Vaginov (pronounced Va-GEE-nof, with a hard g) tells the story of Andrey Svistonov, a writer with little imagination, whose work consists mainly of rewriting the works of others, especially those dealing with the distant past. He decides one day to “collect” characters for his next work, and he begins observing the people he runs into each day around Leningrad. Pretending to befriend them, he plumbs the depths of their thinking, spots their weaknesses, then transplants them into his book. When they read his drafts they are horrified at the way their “friend” has treated them. “For Svistonov,” the narrator says, “people did not divide into good and evil, pleasant and unpleasant. They divided into necessary for his novel and unnecessary.” Finally, Svistonov disappoints and alienates so many people that he has no world to live in and simply begins living in his novel: “Svistonov had crossed over into his creation altogether.”
Vaginov’s novel, however, goes beyond the story of one cynical writer. Between the lines, the book is a portrait of an artistic society cornered, desperately trying to continue its work while dodging the thugs of Bolshevism. There is an underlying sadness in the book, reflecting the problem facing someone who wants to write the truth in Soviet times. Referring to Svistonov,
the author says, “He wrote about his own epoch as another writer might write about distant times not entirely familiar to the reader. He generalized events of everyday life instead of individualizing them. Unwittingly, he described the present using a historical method that was extraordinarily insulting to his contemporaries.”

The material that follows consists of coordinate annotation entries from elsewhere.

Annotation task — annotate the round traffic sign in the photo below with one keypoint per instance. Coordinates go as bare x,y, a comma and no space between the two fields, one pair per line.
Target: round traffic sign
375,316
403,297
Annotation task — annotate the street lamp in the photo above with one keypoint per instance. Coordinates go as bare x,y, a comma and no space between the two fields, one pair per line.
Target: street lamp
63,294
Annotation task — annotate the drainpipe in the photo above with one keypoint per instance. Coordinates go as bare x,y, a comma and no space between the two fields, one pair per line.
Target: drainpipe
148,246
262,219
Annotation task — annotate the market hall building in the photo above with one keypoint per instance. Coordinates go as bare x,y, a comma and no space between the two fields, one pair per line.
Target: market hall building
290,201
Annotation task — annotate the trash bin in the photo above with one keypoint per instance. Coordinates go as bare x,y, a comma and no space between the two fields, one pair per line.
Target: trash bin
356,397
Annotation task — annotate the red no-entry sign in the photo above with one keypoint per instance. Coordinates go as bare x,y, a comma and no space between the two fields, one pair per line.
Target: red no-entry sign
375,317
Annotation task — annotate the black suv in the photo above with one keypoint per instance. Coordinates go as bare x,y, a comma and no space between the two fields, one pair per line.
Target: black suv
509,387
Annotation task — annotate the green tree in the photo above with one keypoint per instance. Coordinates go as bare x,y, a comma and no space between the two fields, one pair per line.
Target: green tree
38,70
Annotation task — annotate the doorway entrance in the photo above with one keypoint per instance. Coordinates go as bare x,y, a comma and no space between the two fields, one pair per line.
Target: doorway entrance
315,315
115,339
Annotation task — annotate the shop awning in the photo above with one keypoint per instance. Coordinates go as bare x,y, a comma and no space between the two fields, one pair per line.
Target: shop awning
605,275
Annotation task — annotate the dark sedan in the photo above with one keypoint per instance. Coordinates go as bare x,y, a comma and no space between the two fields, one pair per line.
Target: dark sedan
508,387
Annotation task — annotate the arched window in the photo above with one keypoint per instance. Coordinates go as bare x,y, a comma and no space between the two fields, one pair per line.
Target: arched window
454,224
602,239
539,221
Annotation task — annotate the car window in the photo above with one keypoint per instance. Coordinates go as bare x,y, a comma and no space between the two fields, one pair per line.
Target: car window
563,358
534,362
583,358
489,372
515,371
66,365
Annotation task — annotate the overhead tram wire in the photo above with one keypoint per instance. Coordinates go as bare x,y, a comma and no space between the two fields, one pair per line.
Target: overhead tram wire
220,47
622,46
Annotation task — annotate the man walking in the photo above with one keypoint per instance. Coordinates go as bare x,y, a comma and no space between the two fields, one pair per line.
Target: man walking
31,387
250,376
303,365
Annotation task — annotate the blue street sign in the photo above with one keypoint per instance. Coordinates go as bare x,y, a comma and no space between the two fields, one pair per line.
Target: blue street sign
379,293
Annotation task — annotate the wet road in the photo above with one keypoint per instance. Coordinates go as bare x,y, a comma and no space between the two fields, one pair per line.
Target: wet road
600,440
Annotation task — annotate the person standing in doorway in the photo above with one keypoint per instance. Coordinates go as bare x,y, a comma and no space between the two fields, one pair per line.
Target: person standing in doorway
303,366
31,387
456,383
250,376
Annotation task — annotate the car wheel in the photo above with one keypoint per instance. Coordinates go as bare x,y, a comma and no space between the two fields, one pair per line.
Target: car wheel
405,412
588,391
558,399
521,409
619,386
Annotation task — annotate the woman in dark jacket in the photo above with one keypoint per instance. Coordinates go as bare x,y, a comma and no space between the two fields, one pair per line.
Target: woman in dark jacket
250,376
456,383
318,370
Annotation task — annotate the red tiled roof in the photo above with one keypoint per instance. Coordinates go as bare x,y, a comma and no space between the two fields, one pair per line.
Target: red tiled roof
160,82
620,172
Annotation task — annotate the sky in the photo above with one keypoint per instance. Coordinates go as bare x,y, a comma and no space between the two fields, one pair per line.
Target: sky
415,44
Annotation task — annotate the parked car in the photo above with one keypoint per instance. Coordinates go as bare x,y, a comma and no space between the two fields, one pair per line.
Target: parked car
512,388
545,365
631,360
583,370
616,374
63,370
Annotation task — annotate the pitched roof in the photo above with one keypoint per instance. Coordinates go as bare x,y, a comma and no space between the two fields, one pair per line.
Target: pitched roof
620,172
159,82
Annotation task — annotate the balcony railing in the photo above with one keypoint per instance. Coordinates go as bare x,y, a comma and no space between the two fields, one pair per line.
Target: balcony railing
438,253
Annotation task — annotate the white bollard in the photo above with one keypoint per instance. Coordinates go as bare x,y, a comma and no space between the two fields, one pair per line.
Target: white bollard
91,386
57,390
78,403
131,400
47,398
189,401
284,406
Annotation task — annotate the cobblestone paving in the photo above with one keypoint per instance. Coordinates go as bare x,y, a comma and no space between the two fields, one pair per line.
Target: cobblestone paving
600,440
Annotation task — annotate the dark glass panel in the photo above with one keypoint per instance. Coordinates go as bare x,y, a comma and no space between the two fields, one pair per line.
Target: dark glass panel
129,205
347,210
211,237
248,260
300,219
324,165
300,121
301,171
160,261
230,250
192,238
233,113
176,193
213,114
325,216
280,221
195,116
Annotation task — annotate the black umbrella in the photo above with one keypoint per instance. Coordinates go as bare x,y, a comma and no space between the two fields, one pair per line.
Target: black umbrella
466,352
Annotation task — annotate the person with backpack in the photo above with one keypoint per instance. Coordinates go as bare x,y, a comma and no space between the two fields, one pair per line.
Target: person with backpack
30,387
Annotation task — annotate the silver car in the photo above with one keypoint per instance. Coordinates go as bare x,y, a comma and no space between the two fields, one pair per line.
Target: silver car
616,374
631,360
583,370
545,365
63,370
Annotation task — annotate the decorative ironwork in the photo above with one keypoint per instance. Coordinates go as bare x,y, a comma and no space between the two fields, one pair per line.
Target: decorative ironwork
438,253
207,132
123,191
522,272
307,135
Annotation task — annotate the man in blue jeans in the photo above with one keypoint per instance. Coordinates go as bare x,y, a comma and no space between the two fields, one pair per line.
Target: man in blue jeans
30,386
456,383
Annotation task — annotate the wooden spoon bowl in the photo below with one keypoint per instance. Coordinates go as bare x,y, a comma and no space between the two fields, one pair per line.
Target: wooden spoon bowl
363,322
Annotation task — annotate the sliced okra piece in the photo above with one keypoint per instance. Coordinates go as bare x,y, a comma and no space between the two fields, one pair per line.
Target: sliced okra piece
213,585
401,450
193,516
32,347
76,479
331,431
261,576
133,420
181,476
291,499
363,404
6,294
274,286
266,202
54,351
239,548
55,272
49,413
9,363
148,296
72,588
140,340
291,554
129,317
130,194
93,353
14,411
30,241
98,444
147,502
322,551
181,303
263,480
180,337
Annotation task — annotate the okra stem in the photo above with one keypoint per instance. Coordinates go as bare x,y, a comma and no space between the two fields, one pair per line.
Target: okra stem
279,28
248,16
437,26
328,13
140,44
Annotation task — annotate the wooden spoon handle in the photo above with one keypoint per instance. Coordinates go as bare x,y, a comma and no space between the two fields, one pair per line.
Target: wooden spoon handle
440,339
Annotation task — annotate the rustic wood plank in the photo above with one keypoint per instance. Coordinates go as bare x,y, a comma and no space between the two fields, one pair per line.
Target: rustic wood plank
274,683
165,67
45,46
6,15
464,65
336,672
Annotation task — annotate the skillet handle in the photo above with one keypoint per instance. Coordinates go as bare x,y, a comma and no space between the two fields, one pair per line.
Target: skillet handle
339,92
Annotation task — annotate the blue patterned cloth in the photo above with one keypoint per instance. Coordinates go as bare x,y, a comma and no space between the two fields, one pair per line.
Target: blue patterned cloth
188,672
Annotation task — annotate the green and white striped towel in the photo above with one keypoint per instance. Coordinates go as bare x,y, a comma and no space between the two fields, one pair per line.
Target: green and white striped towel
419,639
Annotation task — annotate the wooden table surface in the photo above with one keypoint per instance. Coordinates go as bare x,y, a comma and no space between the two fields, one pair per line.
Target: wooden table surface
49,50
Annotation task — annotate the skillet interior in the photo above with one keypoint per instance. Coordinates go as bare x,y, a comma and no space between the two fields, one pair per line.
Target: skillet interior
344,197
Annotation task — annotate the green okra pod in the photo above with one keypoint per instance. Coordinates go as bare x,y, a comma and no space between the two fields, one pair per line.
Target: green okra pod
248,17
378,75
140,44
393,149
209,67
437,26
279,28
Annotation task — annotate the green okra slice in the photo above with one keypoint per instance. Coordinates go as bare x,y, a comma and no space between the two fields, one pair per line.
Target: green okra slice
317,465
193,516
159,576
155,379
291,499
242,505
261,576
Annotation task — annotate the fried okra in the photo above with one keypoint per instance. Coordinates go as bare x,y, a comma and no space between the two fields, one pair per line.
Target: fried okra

Vaginov is a good stylist. His descriptions of the people and environment around him can be stunning. As a man stood inside his house, “Snow fell outside the windows with splendid little thuds.” His greatest contribution in this book, however, may be his portrait of the dilemma in which he and his fellow artists found themselves in the decade after the Bolshevik uprising. Artists who wanted to continue their art had to conform to the materialistic worldview of the new government. If one didn’t conform to this view, one would become increasingly isolated and eventually made irrelevant and eliminated. The Works and Days of Svistonov shows the writer who has chosen, not out of courage but simply because he couldn’t think of any other way, to pursue the latter course, with the predictable result that he simply disappears.